I am trying to learn how to save dataframe created in pandas into postgresql db (hosted on Azure). I planned to start with simple dummy data:
data = {'a': ['x', 'y'],
'b': ['z', 'p'],
'c': [3, 5]
}
df = pd.DataFrame (data, columns = ['a','b','c'])
I found a function that pushed df data into psql table. It starts with defining connection:
def connect(params_dic):
""" Connect to the PostgreSQL database server """
conn = None
try:
# connect to the PostgreSQL server
print('Connecting to the PostgreSQL database...')
conn = psycopg2.connect(**params_dic)
except (Exception, psycopg2.DatabaseError) as error:
print(error)
sys.exit(1)
print("Connection successful")
return conn
conn = connect(param_dic)
*param_dic contains all connection details (user/pass/host/db) Once connection is established then I'm defining execute function:
def execute_many(conn, df, table):
"""
Using cursor.executemany() to insert the dataframe
"""
# Create a list of tupples from the dataframe values
tuples = [tuple(x) for x in df.to_numpy()]
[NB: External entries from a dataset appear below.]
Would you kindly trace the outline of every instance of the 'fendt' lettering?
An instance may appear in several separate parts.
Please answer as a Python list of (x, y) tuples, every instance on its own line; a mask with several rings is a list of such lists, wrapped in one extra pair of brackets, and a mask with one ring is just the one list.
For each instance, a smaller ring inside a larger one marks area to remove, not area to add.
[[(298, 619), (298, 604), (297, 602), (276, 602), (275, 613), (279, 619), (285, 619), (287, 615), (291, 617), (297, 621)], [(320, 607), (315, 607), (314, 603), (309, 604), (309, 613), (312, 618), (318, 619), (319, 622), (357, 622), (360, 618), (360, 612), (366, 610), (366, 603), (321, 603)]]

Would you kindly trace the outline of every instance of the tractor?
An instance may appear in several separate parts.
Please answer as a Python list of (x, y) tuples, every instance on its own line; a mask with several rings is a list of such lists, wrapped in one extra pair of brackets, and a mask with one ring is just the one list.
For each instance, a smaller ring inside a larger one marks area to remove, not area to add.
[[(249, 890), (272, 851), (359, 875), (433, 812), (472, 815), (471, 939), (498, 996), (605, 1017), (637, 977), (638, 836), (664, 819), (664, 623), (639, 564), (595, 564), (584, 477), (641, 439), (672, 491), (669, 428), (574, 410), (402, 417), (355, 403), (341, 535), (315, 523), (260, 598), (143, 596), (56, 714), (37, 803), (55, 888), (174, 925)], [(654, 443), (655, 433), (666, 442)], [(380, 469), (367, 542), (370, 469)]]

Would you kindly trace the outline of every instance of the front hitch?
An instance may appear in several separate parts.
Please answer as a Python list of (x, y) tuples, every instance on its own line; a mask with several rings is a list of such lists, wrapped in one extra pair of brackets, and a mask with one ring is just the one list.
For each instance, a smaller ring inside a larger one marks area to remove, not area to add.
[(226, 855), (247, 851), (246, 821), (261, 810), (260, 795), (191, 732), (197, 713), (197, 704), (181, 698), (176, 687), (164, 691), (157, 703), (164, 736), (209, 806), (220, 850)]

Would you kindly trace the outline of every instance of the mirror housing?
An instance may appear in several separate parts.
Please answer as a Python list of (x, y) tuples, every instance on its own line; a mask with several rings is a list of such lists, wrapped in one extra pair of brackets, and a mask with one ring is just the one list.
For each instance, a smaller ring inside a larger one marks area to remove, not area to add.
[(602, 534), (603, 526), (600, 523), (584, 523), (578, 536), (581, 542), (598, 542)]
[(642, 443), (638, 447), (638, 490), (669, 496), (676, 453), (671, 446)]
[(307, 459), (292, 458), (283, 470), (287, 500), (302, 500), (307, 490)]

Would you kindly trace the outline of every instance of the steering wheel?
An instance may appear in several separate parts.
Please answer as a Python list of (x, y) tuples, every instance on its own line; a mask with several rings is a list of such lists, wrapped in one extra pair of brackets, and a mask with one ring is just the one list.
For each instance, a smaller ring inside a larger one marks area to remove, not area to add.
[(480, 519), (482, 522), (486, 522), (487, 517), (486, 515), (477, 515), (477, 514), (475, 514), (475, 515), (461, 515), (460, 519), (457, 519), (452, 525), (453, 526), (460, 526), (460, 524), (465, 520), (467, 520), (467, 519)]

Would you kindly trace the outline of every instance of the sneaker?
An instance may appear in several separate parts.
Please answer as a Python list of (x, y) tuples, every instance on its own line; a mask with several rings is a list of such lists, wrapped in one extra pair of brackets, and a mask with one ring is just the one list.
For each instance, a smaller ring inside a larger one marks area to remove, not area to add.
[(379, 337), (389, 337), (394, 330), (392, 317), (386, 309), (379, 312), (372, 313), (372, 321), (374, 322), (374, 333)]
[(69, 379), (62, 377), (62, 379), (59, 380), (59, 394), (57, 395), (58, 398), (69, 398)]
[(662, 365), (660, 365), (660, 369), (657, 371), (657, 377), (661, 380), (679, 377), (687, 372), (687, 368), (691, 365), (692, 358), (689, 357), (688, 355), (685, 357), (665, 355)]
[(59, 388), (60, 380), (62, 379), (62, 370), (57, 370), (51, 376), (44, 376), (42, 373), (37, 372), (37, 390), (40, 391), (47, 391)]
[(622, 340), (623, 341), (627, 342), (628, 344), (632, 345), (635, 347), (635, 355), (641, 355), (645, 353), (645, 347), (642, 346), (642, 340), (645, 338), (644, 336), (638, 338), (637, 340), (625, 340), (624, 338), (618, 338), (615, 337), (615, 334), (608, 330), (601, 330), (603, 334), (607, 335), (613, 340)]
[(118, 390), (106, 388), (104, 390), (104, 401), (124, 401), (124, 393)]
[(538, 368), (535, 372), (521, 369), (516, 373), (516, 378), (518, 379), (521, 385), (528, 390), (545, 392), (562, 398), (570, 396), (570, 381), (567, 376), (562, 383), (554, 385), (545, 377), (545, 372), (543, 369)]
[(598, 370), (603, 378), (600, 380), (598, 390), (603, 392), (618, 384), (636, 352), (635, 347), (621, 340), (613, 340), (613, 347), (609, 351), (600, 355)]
# Comma-separated dataframe columns
cols = ','.join(list(df.columns))
# SQL quert to execute
query = "INSERT INTO %s(%s) VALUES(%%s,%%s,%%s)" % (table, cols)
cursor = conn.cursor()
try:
cursor.executemany(query, tuples)
conn.commit()
except (Exception, psycopg2.DatabaseError) as error:
print("Error: %s" % error)
conn.rollback()
cursor.close()
return 1
print("execute_many() done")
cursor.close()
I executed this function to a psql table that I created in the DB:
execute_many(conn,df,"raw_data.test")
The table raw_data.test consists of columns a(char[]), b(char[]), c(numeric). When I run the code I get following information in the console:
Connecting to the PostgreSQL database...
Connection successful
Error: malformed array literal: "x"
LINE 1: INSERT INTO raw_data.test(a,b,c) VALUES('x','z',3)
^
DETAIL: Array value must start with "{" or dimension information.
I don't know how to interpret it because none of the columns in df are array
df.dtypes
Out[185]:
a object
b object
c int64
dtype: object
Any ideas what goes wrong there or suggestions how to maybe save df in pSQL in a simpler manner? I found quite a lot of solutions that use sqlalchemy with creating connection string in following way:
conn_string = 'postgres://user:password@host/database'
But I am not sure if that works on cloud db- if I try to edit such connection string with azure host details it does not work.